Austria-Rapid
0:4 (0:2)
Ein letzter Blick ins Happel-Oval bei einem Derby:
Dass das Spiel im Happel-Stadion stattfand, war kein schlechtes Omen, hat man doch dort die zwei letzten Derbys gewonnen. So lange man in Hütteldorf noch nicht so wirklich angewachsen ist, muss man wenigstens auswärts punkten. Und so war es auch.
Violett war unter stärkerem Zugzwang als Rapid. Es gilt für die Veilchen, den Fünften, die Admira, zu überholen. Dazu fehlten vor dem Derby 7 Punkte und nach dem Derby ebenso, weil auch die Admira verloren hat.
Unter diesem Zugzwang baute man auch Druck auf, der aber nicht von Erfolg begleitet war, vielmehr kassierte man im Gegenzug ein Tor durch
Stefan Schwab. Aber dieses erste Tor war noch nicht typisch für die Konterstrategie, die
Goran der Mannschaft mitgegeben hat. Die Sturmspitze
Philipp Schobesberger sollte mit langen Bällen versorgt werden und seine Schnelligkeit ausnutzen.
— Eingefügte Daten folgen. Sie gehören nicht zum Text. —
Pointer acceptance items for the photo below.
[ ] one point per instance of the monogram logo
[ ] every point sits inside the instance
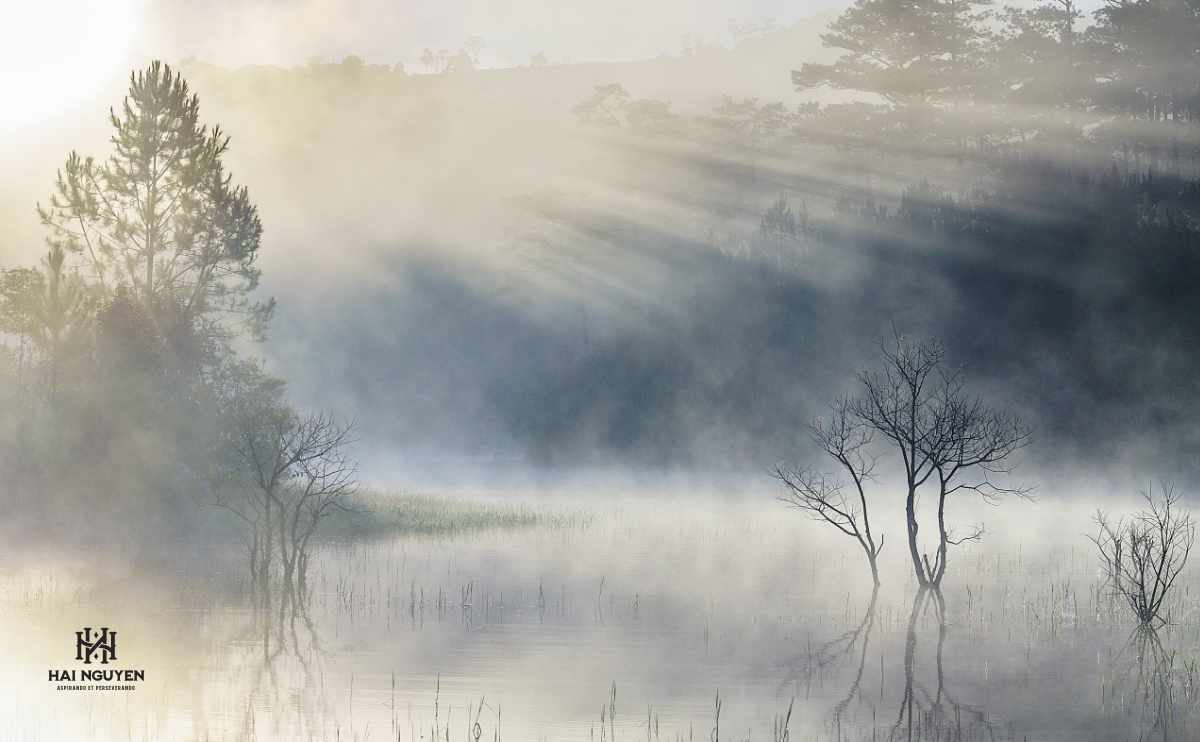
(103, 646)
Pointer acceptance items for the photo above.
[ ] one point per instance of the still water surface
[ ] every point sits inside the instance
(677, 616)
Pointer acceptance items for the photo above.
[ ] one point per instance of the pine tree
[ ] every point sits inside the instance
(160, 220)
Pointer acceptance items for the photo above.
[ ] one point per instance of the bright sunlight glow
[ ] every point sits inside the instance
(58, 53)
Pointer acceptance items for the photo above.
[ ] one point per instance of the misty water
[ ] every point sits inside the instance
(645, 616)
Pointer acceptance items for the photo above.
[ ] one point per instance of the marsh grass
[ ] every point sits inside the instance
(387, 514)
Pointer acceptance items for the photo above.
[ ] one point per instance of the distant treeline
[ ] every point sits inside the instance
(1056, 253)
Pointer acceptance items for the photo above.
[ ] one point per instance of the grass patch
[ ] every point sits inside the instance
(376, 514)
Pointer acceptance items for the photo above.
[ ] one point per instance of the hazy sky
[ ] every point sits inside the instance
(54, 54)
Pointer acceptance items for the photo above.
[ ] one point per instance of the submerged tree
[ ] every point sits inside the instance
(943, 436)
(281, 473)
(845, 437)
(1141, 557)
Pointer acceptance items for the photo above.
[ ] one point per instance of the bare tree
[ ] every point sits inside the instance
(844, 436)
(322, 478)
(283, 473)
(1143, 556)
(942, 435)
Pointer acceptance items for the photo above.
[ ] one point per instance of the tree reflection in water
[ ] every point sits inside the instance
(928, 708)
(1163, 684)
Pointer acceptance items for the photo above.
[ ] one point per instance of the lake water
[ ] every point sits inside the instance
(673, 616)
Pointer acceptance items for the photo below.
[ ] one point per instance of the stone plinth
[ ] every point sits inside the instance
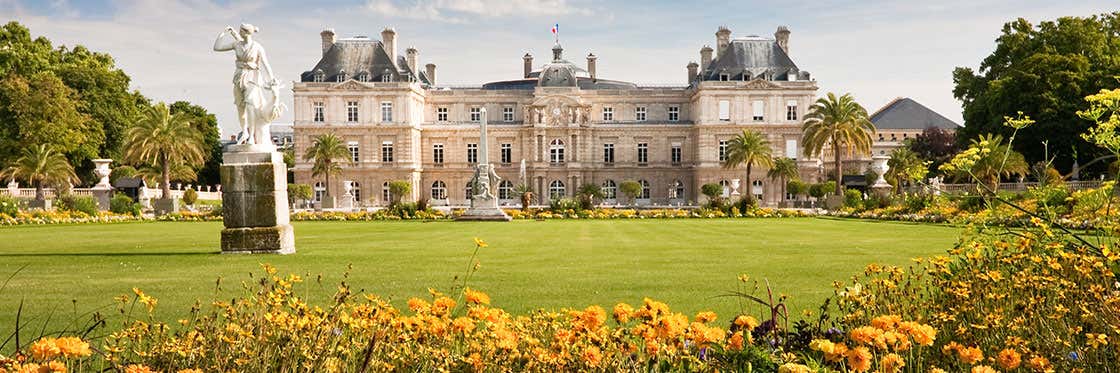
(254, 202)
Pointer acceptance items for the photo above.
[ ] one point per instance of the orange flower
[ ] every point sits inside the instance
(1008, 358)
(859, 358)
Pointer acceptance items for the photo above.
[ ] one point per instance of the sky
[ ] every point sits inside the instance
(876, 49)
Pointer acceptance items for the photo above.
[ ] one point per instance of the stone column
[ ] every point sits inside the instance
(254, 203)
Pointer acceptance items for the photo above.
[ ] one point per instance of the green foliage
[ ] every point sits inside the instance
(72, 203)
(189, 196)
(122, 204)
(1044, 71)
(838, 122)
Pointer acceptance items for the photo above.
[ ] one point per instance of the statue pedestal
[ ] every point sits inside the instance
(254, 202)
(484, 208)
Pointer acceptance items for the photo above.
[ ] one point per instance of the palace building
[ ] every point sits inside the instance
(560, 122)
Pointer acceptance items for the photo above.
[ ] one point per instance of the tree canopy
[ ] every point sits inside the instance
(1043, 71)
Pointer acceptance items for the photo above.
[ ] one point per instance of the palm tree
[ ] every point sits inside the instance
(784, 169)
(326, 152)
(165, 141)
(748, 148)
(42, 166)
(840, 123)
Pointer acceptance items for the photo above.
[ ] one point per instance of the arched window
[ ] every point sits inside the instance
(384, 193)
(609, 189)
(319, 190)
(556, 151)
(438, 190)
(557, 189)
(505, 189)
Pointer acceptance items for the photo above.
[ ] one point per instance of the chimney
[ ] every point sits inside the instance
(590, 65)
(705, 57)
(722, 39)
(328, 39)
(430, 72)
(412, 56)
(389, 38)
(529, 64)
(782, 37)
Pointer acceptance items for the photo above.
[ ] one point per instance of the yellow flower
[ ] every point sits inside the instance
(892, 363)
(476, 297)
(1008, 358)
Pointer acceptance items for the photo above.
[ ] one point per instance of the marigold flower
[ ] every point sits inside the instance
(859, 358)
(1008, 358)
(892, 363)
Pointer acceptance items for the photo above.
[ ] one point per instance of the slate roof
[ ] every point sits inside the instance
(904, 113)
(756, 56)
(360, 55)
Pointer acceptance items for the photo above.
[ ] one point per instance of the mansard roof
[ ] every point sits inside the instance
(904, 113)
(756, 56)
(360, 55)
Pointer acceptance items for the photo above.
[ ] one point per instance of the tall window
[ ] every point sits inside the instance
(505, 189)
(472, 152)
(438, 190)
(386, 112)
(386, 151)
(609, 189)
(437, 154)
(318, 112)
(556, 189)
(556, 151)
(608, 154)
(352, 111)
(506, 152)
(355, 155)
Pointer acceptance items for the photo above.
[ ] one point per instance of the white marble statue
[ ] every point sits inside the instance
(255, 89)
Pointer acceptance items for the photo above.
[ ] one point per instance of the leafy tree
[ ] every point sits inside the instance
(841, 123)
(587, 195)
(1043, 71)
(934, 145)
(631, 189)
(164, 140)
(42, 110)
(326, 151)
(784, 169)
(748, 148)
(42, 166)
(206, 124)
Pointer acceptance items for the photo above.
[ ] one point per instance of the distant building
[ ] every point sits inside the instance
(569, 124)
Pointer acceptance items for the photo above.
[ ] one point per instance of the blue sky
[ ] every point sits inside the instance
(876, 49)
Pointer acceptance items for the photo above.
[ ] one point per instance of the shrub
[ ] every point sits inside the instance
(72, 203)
(189, 196)
(122, 204)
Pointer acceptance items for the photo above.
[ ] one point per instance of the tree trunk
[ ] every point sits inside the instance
(836, 155)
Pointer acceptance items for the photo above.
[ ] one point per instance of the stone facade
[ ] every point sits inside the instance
(566, 124)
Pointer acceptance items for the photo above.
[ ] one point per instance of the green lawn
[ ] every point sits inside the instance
(529, 264)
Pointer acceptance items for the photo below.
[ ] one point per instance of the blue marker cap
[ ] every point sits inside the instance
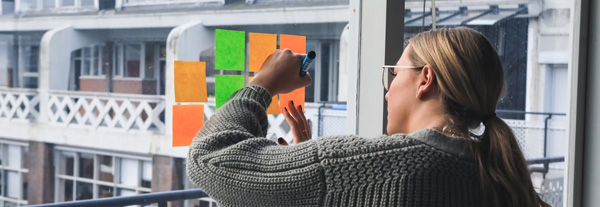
(306, 63)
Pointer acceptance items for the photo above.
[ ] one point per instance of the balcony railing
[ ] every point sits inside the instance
(121, 112)
(145, 199)
(19, 105)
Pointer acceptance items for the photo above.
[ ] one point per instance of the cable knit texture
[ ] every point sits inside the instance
(233, 162)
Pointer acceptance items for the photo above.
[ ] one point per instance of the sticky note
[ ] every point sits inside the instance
(295, 43)
(261, 46)
(230, 50)
(187, 121)
(190, 81)
(297, 96)
(274, 107)
(225, 86)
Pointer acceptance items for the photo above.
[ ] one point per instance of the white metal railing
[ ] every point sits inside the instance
(19, 104)
(122, 112)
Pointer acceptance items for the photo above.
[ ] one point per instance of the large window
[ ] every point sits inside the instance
(139, 60)
(13, 174)
(90, 175)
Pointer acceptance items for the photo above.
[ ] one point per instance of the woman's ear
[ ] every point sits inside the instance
(426, 80)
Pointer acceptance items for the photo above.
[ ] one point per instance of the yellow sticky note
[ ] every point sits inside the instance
(295, 43)
(187, 121)
(274, 107)
(261, 46)
(190, 81)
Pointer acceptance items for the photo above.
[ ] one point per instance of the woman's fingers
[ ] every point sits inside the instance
(297, 122)
(281, 141)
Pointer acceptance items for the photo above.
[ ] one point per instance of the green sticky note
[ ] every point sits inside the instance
(230, 50)
(225, 86)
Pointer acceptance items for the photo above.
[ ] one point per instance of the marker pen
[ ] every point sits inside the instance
(306, 63)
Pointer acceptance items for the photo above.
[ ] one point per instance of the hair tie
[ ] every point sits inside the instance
(487, 118)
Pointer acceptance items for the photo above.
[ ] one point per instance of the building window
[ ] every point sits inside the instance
(86, 175)
(13, 175)
(88, 60)
(29, 58)
(128, 59)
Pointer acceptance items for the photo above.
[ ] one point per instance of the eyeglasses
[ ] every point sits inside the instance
(389, 75)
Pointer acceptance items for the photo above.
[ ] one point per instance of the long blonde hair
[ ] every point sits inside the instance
(470, 77)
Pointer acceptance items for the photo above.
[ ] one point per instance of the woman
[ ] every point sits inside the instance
(446, 82)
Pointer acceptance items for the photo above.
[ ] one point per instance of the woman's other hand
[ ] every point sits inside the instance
(299, 124)
(280, 73)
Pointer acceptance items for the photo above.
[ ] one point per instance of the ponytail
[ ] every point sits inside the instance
(503, 170)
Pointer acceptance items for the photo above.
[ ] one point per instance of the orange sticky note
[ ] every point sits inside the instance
(187, 121)
(274, 107)
(295, 43)
(297, 96)
(190, 81)
(261, 46)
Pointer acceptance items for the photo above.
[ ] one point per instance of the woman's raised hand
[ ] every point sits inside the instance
(300, 126)
(280, 73)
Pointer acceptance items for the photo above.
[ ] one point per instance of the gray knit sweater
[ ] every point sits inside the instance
(233, 162)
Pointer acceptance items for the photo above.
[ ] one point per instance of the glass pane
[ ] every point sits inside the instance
(129, 172)
(66, 163)
(67, 2)
(102, 60)
(325, 68)
(95, 59)
(147, 174)
(14, 156)
(106, 169)
(105, 191)
(117, 59)
(65, 190)
(24, 185)
(31, 58)
(149, 61)
(132, 60)
(86, 165)
(25, 157)
(30, 82)
(84, 191)
(87, 64)
(12, 184)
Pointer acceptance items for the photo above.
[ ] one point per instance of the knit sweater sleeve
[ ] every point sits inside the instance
(232, 161)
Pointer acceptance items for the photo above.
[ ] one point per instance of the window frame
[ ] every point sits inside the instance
(95, 181)
(119, 61)
(98, 50)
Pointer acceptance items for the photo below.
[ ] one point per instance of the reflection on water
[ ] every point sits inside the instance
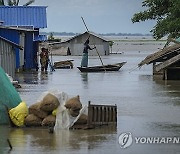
(146, 107)
(39, 140)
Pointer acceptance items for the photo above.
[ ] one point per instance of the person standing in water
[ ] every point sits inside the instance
(84, 61)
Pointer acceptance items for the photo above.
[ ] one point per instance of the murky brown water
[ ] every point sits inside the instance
(145, 108)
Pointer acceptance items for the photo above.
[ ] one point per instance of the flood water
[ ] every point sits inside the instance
(146, 108)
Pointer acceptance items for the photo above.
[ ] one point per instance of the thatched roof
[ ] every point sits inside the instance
(160, 54)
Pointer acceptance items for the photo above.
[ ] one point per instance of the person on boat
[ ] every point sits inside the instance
(84, 61)
(44, 59)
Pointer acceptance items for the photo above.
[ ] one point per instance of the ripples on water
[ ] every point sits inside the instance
(145, 108)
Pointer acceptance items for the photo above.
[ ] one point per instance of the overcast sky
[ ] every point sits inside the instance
(101, 16)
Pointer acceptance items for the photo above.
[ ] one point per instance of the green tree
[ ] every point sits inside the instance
(15, 2)
(167, 15)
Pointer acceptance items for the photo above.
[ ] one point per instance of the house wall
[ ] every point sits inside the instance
(170, 73)
(76, 45)
(7, 58)
(13, 36)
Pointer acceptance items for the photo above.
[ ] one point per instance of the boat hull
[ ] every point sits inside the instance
(104, 68)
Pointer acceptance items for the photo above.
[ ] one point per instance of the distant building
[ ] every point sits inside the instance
(75, 44)
(21, 24)
(166, 63)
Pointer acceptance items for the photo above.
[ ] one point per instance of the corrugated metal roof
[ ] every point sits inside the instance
(91, 33)
(24, 16)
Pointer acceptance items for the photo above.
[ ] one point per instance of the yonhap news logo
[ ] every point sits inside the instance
(126, 139)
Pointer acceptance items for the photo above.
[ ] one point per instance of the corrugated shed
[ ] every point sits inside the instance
(24, 16)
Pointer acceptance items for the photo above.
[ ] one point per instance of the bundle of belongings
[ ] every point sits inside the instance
(52, 109)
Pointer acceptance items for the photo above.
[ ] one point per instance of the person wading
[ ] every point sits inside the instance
(44, 58)
(84, 61)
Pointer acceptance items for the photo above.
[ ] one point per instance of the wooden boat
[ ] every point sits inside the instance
(104, 68)
(67, 64)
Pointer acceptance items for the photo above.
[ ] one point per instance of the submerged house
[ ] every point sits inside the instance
(166, 63)
(21, 25)
(74, 46)
(8, 55)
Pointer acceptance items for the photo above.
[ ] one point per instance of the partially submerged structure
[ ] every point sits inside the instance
(21, 25)
(8, 55)
(166, 63)
(74, 46)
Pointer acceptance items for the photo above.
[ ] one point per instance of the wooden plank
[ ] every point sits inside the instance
(159, 54)
(167, 63)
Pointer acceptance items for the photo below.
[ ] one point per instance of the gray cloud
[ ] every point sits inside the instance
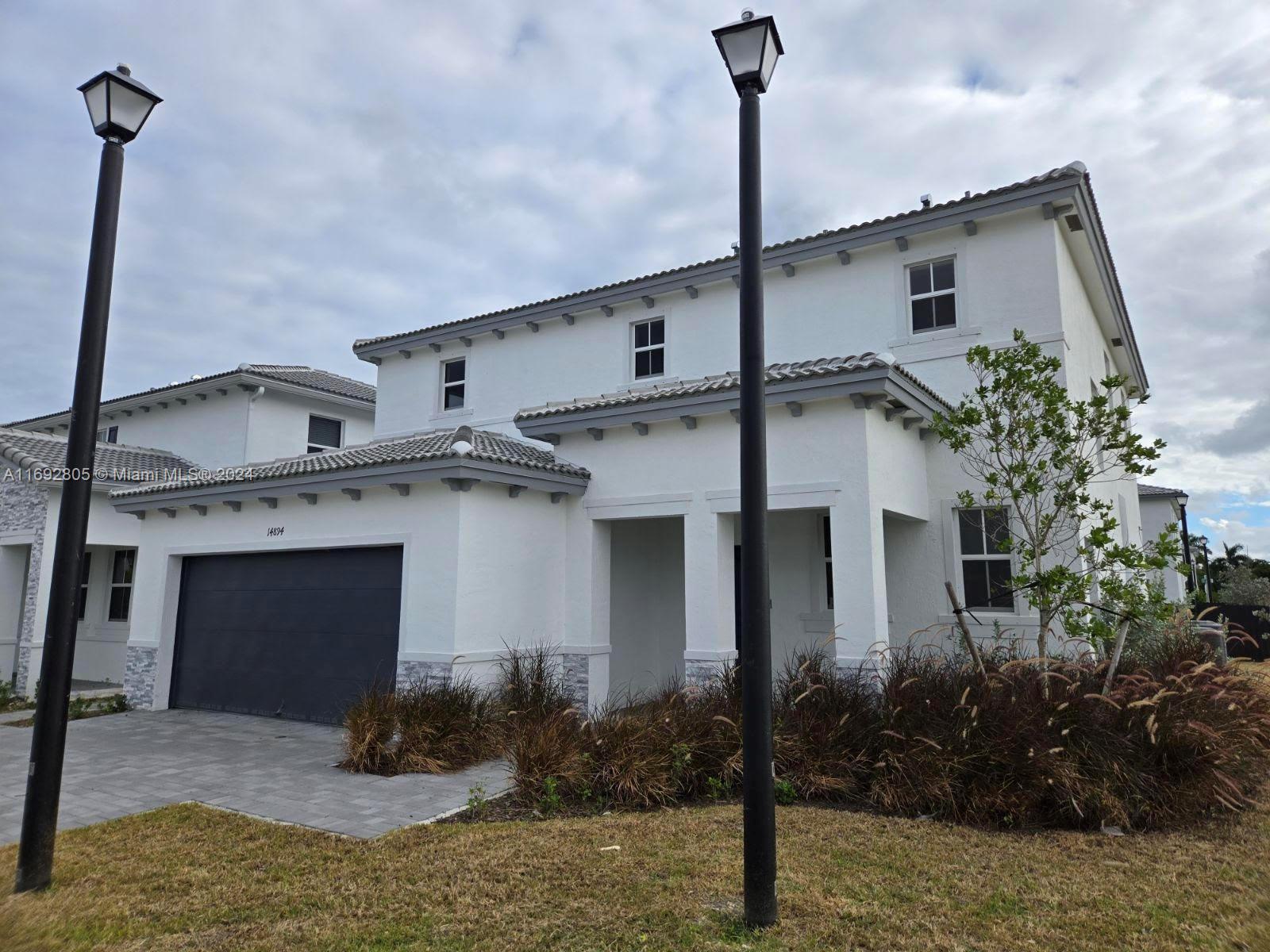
(1250, 433)
(321, 171)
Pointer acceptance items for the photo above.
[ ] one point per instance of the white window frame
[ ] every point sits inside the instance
(664, 347)
(114, 585)
(442, 386)
(952, 526)
(86, 588)
(825, 562)
(319, 447)
(910, 298)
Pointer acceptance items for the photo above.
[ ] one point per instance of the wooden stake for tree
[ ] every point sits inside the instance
(1115, 655)
(965, 631)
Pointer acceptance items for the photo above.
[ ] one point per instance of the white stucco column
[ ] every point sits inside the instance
(859, 579)
(586, 649)
(709, 612)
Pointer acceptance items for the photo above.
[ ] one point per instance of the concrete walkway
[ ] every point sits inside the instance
(126, 763)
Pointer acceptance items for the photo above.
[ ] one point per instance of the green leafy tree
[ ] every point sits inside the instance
(1242, 587)
(1041, 455)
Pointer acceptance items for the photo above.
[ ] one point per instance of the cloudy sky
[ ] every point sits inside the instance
(329, 171)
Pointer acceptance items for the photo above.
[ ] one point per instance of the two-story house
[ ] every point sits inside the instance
(216, 423)
(567, 473)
Das hat auch einige Male sehr gut funktioniert. Und wenn es auch nur ein solches Tor gab, bot doch das Spiel weitere gleichartige für die Zukunft vielversprechende Übungsszenarien. Die weiteren Tore durch
Murg, durch
Schobesberger und schließlich durch
Kvilitaia. markierten den höchsten Sieg in einem Derby seit 1981 und – beschränkt man sich auf Auswärtssiege seit 1946.
Was mich aber sehr beeindruckt hat, war dieses Pressing auf allen Positionen, kombiniert mit einem starken Kollektiv. Drei gelbe Karten für Rapid und keine für die Austria zeigen das recht deutlich.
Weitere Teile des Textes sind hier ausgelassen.